Говоря о мумифицированных городах Старого Света или о находящихся в стадии зародыша городах Нового, следует отметить, что именно с городской жизнью связаны наивысшие достижения нашего материального и духовного потенциала. Крупные города Индии представляют собой особую среду. То, что мы считаем проказой (и этого нужно стыдиться, словно собственных недостатков), на самом деле внутри этой системы является всего лишь данностью процесса урбанизации, выраженной в следующем: небольшие населенные пункты по вполне разумным основаниям объединяются (насколько это возможно в условиях действительности) в миллионные города. Мусорные отходы, беспорядок, тесное соседство, лишнее беспокойство, разрушенные здания, хижины, пыль, грязь, раздражение, навоз, моча, гной, пот, дурной запах – все это подвергает сомнению утверждение о том, что процесс урбанизации ставит целью защитить человечество. Все то, что мы так ненавидим, за что платили такой дорогой ценой, все эти побочные эффекты человеческого общежития здесь не имеют предела. Более того, они создают естественную среду, необходимую для дальнейшего развития жизни. Согласно мировоззрению любого индивида, улица, переулок или тропинка должны приводить его к дому, в котором он сидит, спит, ест и даже собирает мусорные отходы. Но на самом деле эти элементы дорожной инфраструктуры представляют собой что-то вроде еще одной домашней обязанности, ведь прежде чем попасть к себе, человек должен пробраться или даже просочиться сквозь толпу таких же, как он, толкая их в спину и наступая им на ноги.

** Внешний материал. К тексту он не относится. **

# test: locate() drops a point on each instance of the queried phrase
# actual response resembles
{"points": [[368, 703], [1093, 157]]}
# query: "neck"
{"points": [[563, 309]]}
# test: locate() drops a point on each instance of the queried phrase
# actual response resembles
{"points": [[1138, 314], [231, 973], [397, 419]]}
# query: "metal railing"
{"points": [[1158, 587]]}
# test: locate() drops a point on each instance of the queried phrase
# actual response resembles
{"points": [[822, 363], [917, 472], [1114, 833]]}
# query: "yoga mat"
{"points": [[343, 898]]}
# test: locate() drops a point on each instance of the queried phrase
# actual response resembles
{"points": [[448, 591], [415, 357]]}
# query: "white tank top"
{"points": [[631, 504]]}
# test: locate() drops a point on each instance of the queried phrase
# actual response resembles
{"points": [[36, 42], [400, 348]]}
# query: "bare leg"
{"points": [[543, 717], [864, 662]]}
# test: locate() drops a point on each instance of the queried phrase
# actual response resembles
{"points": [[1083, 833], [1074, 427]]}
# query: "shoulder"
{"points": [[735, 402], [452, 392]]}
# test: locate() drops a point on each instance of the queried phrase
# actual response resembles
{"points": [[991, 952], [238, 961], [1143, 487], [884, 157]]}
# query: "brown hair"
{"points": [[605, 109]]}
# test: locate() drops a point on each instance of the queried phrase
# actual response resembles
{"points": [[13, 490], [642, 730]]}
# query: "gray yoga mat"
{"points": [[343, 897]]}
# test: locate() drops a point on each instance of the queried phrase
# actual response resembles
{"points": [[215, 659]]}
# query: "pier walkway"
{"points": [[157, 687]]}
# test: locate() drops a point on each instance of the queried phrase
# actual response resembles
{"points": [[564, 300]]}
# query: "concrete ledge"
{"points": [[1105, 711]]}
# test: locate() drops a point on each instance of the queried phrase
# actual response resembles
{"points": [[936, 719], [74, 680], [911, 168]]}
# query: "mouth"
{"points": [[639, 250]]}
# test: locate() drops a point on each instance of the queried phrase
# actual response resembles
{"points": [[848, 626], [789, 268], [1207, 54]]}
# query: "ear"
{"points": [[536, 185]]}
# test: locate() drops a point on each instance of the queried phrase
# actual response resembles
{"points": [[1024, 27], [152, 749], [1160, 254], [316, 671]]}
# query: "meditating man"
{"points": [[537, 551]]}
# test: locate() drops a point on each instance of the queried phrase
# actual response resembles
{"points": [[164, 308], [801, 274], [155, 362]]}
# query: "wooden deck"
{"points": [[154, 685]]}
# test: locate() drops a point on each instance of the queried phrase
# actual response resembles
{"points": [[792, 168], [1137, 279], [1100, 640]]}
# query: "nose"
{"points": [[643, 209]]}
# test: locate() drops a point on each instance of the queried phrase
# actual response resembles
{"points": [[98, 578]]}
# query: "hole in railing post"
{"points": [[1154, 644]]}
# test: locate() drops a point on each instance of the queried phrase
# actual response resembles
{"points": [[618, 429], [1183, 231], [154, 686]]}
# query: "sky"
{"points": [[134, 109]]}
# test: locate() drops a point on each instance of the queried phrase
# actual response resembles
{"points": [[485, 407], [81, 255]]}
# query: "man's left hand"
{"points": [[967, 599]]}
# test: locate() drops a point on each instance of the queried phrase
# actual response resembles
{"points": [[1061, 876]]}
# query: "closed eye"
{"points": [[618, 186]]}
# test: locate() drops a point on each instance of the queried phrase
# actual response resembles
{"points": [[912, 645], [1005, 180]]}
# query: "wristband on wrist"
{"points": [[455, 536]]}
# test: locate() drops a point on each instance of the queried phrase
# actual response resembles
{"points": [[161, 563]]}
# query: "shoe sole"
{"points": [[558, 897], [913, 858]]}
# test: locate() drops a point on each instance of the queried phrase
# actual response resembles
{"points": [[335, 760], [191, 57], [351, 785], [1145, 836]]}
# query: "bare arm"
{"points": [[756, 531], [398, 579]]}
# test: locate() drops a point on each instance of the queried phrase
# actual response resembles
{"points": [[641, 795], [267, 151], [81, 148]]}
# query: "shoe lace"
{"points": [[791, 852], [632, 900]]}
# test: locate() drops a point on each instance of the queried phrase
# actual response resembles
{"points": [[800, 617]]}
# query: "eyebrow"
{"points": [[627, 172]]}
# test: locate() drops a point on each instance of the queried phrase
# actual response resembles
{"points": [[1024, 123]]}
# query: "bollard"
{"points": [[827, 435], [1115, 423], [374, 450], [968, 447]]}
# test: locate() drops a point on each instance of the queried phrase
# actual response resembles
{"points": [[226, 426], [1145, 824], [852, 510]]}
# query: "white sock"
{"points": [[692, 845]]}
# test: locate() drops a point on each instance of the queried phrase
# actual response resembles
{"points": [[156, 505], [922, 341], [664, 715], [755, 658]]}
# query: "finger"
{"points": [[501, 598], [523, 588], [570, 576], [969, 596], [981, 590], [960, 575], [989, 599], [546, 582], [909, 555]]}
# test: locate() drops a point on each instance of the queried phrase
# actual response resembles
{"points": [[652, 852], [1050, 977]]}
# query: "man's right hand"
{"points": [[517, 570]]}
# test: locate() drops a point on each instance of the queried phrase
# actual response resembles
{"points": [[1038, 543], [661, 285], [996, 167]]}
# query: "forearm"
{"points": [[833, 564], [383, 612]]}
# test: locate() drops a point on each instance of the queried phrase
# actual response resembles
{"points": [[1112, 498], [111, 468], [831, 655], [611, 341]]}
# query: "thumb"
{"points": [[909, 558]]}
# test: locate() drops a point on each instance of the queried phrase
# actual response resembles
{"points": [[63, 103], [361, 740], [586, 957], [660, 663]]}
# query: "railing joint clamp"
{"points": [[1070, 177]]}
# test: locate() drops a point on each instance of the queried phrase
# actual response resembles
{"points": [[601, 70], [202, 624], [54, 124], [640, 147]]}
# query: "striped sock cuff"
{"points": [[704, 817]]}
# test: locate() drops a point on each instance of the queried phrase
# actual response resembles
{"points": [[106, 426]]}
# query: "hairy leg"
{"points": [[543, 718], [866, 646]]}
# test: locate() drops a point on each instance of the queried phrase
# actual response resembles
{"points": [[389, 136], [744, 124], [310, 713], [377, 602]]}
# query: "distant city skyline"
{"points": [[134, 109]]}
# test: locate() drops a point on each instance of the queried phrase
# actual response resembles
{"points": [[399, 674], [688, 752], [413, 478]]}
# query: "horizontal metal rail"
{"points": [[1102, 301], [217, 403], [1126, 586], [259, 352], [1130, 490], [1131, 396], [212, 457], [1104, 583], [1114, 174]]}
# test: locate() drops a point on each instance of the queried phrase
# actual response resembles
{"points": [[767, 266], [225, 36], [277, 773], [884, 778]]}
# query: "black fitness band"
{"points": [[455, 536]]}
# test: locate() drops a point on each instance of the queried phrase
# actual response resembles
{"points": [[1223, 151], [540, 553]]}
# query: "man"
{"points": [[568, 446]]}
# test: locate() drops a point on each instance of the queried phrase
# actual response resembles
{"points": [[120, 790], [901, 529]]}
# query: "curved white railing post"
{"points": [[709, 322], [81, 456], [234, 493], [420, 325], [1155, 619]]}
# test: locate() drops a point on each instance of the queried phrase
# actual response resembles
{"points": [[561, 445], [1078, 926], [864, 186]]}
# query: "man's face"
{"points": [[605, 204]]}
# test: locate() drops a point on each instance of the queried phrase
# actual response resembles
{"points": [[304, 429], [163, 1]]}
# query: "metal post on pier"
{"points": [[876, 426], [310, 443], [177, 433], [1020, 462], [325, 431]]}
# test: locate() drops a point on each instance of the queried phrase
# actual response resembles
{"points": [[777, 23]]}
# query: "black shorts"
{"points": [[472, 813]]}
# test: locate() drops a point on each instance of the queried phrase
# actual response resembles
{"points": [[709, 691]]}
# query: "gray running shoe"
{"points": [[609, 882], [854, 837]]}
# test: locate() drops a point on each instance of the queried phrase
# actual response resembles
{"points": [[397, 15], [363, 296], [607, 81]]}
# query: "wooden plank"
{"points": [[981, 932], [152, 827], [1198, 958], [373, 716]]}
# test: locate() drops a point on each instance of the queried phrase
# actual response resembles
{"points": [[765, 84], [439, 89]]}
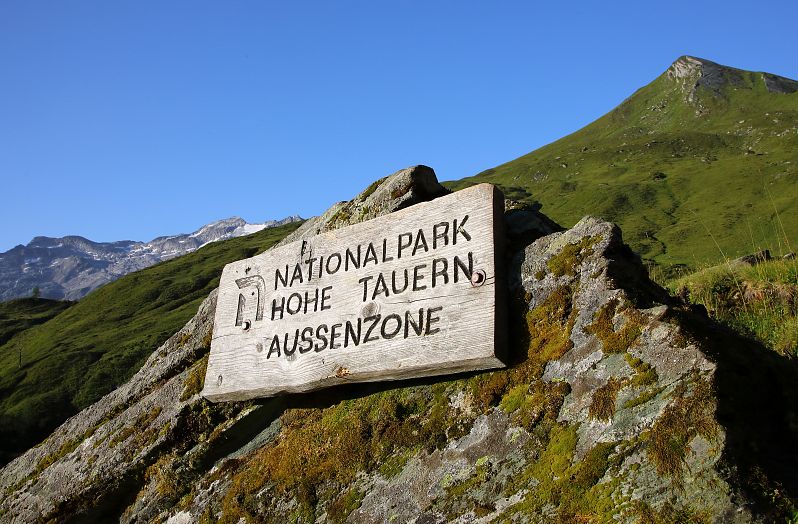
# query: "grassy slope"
{"points": [[758, 301], [675, 181], [95, 345], [20, 314]]}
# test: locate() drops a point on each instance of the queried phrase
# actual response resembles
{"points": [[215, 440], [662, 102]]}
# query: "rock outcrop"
{"points": [[619, 403]]}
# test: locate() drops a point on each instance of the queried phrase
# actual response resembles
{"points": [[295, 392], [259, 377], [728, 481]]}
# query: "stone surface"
{"points": [[620, 404]]}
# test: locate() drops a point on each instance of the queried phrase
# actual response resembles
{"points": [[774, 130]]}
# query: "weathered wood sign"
{"points": [[415, 293]]}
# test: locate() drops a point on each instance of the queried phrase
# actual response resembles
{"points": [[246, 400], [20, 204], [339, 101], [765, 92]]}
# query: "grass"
{"points": [[668, 170], [758, 301], [20, 314], [93, 346]]}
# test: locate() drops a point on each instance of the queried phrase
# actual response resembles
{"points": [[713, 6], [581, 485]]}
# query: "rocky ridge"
{"points": [[68, 268], [619, 403]]}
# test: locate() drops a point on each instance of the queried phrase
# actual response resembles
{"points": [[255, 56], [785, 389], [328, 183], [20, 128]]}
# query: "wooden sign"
{"points": [[415, 293]]}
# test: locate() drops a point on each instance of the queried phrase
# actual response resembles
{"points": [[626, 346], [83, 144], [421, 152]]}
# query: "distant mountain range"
{"points": [[68, 268]]}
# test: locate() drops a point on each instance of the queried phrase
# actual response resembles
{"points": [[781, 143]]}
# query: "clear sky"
{"points": [[134, 119]]}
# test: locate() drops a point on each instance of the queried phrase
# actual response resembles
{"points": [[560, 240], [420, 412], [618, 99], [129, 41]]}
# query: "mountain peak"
{"points": [[694, 72]]}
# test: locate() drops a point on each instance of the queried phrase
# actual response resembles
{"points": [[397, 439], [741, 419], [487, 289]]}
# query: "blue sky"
{"points": [[129, 120]]}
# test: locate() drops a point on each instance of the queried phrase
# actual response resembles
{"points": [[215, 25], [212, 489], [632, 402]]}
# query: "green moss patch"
{"points": [[682, 420], [604, 329]]}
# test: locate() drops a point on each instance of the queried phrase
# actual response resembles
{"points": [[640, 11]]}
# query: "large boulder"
{"points": [[619, 403]]}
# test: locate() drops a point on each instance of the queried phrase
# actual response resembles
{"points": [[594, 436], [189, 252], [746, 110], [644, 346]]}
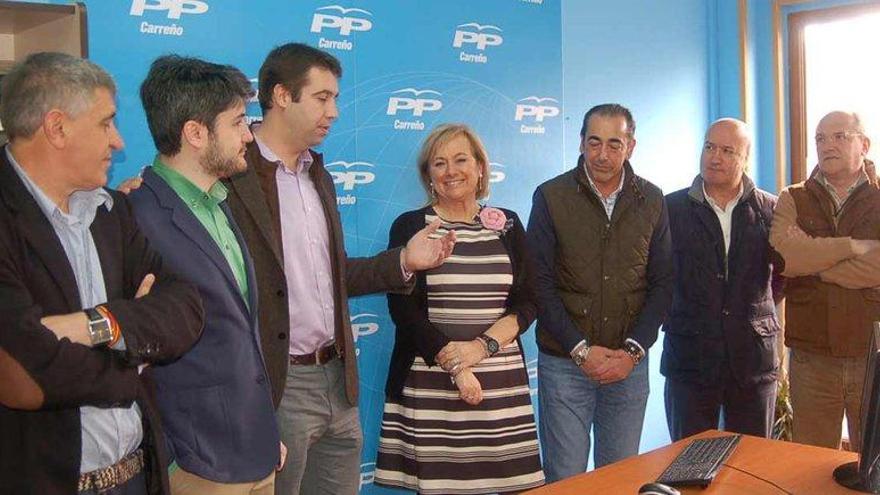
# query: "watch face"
{"points": [[100, 331]]}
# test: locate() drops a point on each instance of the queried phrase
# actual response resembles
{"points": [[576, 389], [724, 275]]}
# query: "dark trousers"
{"points": [[135, 486], [693, 407]]}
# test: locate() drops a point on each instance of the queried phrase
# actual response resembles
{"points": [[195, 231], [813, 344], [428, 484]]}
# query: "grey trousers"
{"points": [[322, 433]]}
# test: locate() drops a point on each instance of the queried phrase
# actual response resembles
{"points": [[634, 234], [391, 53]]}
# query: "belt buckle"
{"points": [[318, 356]]}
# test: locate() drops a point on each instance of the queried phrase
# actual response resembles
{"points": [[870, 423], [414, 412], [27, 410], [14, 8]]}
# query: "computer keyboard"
{"points": [[698, 463]]}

Всякий раз, выходя из своей гостиницы в Калькутте (ее стены были окружены коровами, а окна служили пристанищем для грифов-стервятников), я словно попадал в театр, на балет. Это зрелище если и не вызывало жалости, то уж точно забавляло меня. Каждый мой выход сопровождался каким-нибудь представлением, а что касается исполнителей главных ролей, то можно отметить следующих: чистильщик обуви, которую бросали прямо в руки; маленький гнусавый мальчик, без конца лепетавший что-то вроде «One anna, papa, one anna!»[6]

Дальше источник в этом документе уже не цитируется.